Lyons David B, Magklara Angeliki, Goh Tracie, Sampath Srihari C, Schaefer Anne, Schotta Gunnar, Lomvardas Stavros
Tetrad Program, University of California, San Francisco, San Francisco, CA 94158, USA.
Division of Biomedical Research, Institute of Molecular Biology and Biotechnology, Foundation for Research and Technology-Hellas, 45110 Ioannina, Greece.
Cell Rep. 2014 Nov 6;9(3):884-92. doi: 10.1016/j.celrep.2014.10.001. Epub 2014 Oct 30.

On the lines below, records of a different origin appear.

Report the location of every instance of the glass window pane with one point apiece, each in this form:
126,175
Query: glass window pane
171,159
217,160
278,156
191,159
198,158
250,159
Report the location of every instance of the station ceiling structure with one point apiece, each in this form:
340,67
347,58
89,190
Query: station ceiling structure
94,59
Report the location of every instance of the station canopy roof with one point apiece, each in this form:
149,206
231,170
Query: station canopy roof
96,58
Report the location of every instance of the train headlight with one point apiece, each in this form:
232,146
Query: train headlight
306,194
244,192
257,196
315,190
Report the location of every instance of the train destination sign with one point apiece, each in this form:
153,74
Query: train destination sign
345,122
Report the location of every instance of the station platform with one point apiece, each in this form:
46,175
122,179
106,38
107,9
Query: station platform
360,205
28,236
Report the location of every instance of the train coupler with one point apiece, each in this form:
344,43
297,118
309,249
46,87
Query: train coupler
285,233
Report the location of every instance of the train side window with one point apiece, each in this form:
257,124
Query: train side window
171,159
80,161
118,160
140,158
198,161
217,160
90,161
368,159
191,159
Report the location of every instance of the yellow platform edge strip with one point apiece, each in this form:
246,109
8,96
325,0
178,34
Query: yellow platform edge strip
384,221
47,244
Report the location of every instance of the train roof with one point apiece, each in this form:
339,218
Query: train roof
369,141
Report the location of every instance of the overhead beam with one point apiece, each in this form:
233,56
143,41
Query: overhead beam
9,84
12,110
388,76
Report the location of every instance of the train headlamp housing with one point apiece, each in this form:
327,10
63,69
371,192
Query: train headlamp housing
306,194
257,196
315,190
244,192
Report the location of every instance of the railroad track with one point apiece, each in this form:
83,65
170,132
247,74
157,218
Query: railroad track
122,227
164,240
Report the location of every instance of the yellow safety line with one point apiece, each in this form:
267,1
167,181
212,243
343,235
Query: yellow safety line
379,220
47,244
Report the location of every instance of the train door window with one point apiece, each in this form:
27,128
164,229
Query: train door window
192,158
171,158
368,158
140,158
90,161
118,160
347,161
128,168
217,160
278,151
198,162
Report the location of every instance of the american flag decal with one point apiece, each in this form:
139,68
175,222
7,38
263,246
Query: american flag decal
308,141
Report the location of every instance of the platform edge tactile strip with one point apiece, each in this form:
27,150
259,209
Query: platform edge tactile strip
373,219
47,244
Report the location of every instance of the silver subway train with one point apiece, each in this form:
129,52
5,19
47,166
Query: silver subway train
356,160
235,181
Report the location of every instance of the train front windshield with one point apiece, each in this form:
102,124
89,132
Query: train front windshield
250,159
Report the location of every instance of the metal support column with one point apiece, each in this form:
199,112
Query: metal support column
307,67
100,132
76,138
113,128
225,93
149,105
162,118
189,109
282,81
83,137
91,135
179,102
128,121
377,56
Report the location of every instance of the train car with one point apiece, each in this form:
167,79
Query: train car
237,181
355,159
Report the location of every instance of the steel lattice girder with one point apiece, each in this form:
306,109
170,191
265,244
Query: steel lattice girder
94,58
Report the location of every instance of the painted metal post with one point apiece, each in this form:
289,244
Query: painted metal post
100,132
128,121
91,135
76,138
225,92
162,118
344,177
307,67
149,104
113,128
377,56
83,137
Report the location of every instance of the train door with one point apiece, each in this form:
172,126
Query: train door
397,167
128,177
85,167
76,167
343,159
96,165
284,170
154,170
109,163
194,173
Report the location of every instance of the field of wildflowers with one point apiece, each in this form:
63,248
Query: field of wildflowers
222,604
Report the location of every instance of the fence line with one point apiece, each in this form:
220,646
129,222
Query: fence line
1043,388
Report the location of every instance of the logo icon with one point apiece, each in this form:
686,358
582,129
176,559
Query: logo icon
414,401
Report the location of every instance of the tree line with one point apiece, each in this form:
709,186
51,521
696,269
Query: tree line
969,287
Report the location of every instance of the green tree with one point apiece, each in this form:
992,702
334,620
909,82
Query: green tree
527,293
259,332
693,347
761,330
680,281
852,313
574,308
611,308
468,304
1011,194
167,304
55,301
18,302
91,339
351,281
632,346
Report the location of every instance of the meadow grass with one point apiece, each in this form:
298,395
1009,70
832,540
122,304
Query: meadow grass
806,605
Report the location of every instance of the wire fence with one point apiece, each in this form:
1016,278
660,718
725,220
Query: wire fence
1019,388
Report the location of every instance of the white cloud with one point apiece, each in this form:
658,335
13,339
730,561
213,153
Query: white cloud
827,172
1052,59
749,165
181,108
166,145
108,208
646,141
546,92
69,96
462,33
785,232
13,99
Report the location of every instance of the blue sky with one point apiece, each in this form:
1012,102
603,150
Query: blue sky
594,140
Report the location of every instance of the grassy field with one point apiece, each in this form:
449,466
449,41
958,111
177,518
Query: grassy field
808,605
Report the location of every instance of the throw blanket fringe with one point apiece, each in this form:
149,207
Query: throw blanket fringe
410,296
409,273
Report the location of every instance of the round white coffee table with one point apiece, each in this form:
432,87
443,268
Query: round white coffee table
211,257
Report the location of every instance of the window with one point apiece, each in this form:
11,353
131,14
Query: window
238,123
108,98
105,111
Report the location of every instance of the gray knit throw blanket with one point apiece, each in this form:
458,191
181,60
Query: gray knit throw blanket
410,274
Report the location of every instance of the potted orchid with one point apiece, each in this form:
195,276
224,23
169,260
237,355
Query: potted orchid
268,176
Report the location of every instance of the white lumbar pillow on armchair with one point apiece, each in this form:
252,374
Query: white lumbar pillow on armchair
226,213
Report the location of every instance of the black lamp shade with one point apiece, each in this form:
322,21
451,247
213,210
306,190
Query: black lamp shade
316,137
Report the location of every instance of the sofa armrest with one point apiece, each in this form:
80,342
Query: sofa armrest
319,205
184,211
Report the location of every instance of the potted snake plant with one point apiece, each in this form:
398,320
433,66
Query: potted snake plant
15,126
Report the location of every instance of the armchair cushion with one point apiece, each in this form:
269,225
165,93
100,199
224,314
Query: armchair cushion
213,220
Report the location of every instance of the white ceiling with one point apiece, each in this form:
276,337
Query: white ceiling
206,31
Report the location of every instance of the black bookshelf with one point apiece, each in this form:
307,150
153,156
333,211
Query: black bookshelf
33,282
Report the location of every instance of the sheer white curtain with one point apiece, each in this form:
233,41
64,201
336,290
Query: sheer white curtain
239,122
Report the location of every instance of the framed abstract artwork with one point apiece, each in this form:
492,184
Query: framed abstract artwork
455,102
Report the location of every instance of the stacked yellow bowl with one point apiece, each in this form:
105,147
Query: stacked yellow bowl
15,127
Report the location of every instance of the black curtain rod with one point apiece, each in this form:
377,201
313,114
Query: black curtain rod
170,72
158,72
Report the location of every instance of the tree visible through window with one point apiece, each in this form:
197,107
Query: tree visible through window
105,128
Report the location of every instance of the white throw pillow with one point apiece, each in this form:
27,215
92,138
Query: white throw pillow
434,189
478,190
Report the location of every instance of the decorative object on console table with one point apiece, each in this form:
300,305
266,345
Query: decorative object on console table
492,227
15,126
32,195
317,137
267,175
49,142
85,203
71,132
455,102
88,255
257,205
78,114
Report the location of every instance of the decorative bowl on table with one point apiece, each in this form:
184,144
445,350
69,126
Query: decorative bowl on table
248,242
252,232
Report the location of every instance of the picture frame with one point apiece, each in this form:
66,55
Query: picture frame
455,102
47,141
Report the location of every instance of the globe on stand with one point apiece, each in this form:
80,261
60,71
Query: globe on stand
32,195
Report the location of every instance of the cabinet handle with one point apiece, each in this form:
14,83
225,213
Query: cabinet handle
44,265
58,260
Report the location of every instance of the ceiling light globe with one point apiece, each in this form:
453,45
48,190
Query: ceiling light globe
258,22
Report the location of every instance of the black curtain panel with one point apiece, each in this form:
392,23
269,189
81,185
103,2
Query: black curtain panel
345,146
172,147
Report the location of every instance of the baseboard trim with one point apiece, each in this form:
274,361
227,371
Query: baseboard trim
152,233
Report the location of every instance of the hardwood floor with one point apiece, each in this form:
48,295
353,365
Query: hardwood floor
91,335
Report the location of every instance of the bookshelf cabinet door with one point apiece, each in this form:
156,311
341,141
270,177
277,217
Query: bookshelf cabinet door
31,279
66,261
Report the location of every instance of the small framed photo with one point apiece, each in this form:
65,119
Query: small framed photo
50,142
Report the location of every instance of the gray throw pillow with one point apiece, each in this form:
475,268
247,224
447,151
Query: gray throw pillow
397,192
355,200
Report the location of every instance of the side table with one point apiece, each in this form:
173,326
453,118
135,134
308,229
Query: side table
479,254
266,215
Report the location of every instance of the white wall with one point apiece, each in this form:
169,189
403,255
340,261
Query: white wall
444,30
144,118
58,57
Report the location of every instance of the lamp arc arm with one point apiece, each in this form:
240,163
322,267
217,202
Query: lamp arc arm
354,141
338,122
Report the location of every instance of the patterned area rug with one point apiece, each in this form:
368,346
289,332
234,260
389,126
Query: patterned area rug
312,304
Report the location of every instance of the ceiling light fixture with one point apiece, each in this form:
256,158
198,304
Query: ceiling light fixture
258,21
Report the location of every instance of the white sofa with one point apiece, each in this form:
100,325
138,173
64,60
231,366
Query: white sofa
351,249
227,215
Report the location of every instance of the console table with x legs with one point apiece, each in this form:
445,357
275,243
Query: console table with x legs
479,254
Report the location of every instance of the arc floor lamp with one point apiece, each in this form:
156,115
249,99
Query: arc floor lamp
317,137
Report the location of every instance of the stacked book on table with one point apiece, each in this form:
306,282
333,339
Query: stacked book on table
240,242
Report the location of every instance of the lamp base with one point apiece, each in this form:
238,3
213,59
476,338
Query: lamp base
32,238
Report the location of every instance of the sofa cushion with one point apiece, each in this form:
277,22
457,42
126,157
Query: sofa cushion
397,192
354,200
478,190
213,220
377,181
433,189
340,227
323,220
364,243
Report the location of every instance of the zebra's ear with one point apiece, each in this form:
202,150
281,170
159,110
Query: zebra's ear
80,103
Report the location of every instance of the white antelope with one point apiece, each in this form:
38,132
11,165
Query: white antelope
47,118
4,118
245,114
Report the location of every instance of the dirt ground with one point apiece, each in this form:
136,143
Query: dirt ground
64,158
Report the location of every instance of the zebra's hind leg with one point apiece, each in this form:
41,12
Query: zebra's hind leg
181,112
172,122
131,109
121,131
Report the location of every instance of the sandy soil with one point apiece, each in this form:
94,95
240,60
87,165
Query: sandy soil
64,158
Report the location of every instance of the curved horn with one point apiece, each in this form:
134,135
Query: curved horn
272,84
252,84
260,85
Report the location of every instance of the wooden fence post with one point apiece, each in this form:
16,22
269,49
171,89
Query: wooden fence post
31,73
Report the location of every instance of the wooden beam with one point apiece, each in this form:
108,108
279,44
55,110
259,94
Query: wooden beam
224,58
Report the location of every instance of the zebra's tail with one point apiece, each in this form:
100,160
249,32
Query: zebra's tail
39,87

An astounding property of the nervous system is its cellular diversity. This diversity, which was initially realized by morphological and electrophysiological differences, is ultimately produced by variations in gene-expression programs. In most cases, these variations are determined by external cues. However, a growing number of neuronal types have been identified in which inductive signals cannot explain the few but decisive transcriptional differences that cause cell diversification. Here, we show that heterochromatic silencing, which we find is governed by histone methyltransferases G9a (KMT1C) and GLP (KMT1D), is essential for stochastic and singular olfactory receptor (OR) expression. Deletion of G9a and GLP dramatically reduces the complexity of the OR transcriptome, resulting in transcriptional domination by a few ORs and loss of singularity in OR expression. Thus, our data suggest that, in addition to its previously known functions, heterochromatin creates an epigenetic platform that affords stochastic, mutually exclusive gene choices and promotes cellular diversity.
神经系统一个令人惊奇的特性是其细胞多样性。这种多样性最初是通过形态学和电生理学差异得以认识的,最终是由基因表达程序的变化产生的。在大多数情况下,这些变化由外部信号决定。然而,已鉴定出越来越多的神经元类型,其中诱导信号无法解释导致细胞多样化的少数但决定性的转录差异。在这里,我们表明异染色质沉默对于随机且单一的嗅觉受体(OR)表达至关重要,我们发现它受组蛋白甲基转移酶G9a(KMT1C)和GLP(KMT1D)调控。删除G9a和GLP会显著降低OR转录组的复杂性,导致少数OR在转录上占主导地位以及OR表达失去单一性。因此,我们的数据表明,除了其先前已知的功能外,异染色质创建了一个表观遗传平台,提供随机、相互排斥的基因选择并促进细胞多样性。